HID Global announced on Tuesday that it has acquired Codebench, a developer of software for access control and identity management solutions. While Codebench serves both the government and commercial markets, the company is primarily known for its solutions which help organizations and government agencies comply with federal access control and identity management guidelines such as Homeland Security Presidential Directive 12 (HSPD-12) and the Federal Information Processing Standard Publication 201 (FIPS-201).
The combination of the companies’ validation software and solutions for government credentials will enable HID to offer end-to-end solutions to its customers in the federal government sector and also bolster its growth potential in emerging markets such as commercial identity verification (CIV).
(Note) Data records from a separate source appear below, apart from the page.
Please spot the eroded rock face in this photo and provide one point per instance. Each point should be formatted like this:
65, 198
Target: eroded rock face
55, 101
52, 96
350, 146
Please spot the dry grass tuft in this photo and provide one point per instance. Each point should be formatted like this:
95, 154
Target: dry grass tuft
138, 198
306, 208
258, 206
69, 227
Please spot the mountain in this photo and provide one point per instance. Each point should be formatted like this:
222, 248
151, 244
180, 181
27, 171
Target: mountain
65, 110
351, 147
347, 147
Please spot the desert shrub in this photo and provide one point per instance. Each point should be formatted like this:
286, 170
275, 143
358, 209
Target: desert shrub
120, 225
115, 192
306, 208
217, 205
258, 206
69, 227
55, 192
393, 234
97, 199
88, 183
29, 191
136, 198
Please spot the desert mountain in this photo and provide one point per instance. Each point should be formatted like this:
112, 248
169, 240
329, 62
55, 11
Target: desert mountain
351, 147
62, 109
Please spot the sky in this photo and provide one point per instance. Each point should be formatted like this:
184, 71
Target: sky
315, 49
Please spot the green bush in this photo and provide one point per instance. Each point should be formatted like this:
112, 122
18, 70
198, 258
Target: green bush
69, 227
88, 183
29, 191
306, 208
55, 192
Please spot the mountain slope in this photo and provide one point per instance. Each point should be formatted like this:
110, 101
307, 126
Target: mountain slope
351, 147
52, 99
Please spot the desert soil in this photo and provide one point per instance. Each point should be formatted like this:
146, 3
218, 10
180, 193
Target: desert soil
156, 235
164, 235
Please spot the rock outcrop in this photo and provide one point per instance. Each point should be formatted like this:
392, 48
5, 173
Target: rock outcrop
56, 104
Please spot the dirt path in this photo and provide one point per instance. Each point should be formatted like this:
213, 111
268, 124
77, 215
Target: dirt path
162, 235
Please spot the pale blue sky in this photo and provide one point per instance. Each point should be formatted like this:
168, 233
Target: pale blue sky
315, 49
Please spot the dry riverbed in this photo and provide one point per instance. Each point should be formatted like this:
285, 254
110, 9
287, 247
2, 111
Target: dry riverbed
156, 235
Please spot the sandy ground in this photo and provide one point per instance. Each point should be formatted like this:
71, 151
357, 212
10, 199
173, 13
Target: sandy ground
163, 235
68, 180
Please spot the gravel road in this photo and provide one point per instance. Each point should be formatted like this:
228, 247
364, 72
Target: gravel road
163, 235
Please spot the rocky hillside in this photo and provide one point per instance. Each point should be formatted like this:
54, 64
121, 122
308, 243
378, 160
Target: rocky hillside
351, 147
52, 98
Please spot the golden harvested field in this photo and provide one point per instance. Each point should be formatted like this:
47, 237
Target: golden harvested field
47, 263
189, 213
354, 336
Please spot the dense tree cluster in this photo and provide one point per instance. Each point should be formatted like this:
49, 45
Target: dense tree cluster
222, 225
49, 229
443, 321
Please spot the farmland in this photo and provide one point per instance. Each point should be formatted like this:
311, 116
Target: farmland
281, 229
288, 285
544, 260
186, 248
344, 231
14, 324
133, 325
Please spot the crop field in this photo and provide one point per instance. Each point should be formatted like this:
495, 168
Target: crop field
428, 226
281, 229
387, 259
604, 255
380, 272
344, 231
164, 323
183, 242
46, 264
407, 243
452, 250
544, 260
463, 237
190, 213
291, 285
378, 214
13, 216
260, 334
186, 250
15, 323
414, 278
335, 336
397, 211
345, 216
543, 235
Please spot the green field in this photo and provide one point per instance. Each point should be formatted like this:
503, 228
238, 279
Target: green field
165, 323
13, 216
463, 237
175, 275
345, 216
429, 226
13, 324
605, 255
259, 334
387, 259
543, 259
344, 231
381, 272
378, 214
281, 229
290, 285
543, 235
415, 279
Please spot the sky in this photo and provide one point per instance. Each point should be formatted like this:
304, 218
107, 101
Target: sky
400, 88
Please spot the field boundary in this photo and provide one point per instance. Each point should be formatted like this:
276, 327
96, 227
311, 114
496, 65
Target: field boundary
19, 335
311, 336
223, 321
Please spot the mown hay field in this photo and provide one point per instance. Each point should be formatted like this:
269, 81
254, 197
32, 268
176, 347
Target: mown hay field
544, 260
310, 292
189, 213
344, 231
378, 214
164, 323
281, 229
Additionally, Codebench’s product portfolio will enhance HID’s capability to offer Transportation Worker Identification Credentials (TWIC).
According to John Fenske, vice president of product marketing for HID Global, while both companies have a common customer base, they had been approaching the market differently – HID from the physical card reader perspective and Codebench from the software angle. "When you put the two products from the companies together, it’s really about leveraging best-in-class products from both companies and creating a full, FIPS-complaint solution for those customers," he said.
Geri Castaldo, CEO of Codebench who will now serve as vice president of federal identity for HID Global’s Identity Access Management (IAM) business, said that HID gives Codebench access to a larger organization with the ability to increase its market penetration much more quickly than would have otherwise been possible. "We live and breathe HSPD-12, FIPS-201, the TWIC program and all of these things you really need to stay on top of to make sure your end-user customers are complying appropriately with the various directives that the federal government puts out," she said.
Among some of the Codebench’s customers in the federal government include the Department of Homeland Security, the Department of Justice, the State Department, the Federal Aviation Administration, and the Department of Defense. However, Castaldo was quick to point out that many organizations in the private sector have begun to adopt access policies that mirror personal identification verification (PIV) guidelines in the government and that this acquisition will also enable HID to meet the needs of those customers.
Fenske added that the acquisition will strengthen HID’s position in the federal access and identity market considerably. "We had certainly been moving down the road to serve our customers, but as we endeavored to meet the needs of those customers, we discovered some gaps in our offerings that were closed really by the Codebench capabilities in the area of software integration," he said.
According to Castaldo, Codebench’s software is integrated with 28 different physical access control systems (PACS) and the company also has software for handheld devices that will be "immediately available" for HID to begin leveraging.
"The big difference is the integration capability that Codebench brings to us and when we talk about the integration, we mean integration to physical access control systems that those federal customers already have in place," Fenske explained.
Castaldo said that while HID has been very involved in the market from a PKI (Public Key Infrastructure) aspect, Codebench brings the PACS side to the table, which will result in the creation of a "best-of-breed" solution for the industry.
"Today, the synergies are common customers and a common solution that is the PIV solution. As that solution begins to be adopted in the commercial space, I think that’s when the synergies will really start to take off in terms of the large channel that HID has and the scale that we have and the install base that we have in being able to leverage the Codebench capabilities for software integration," Fenske said.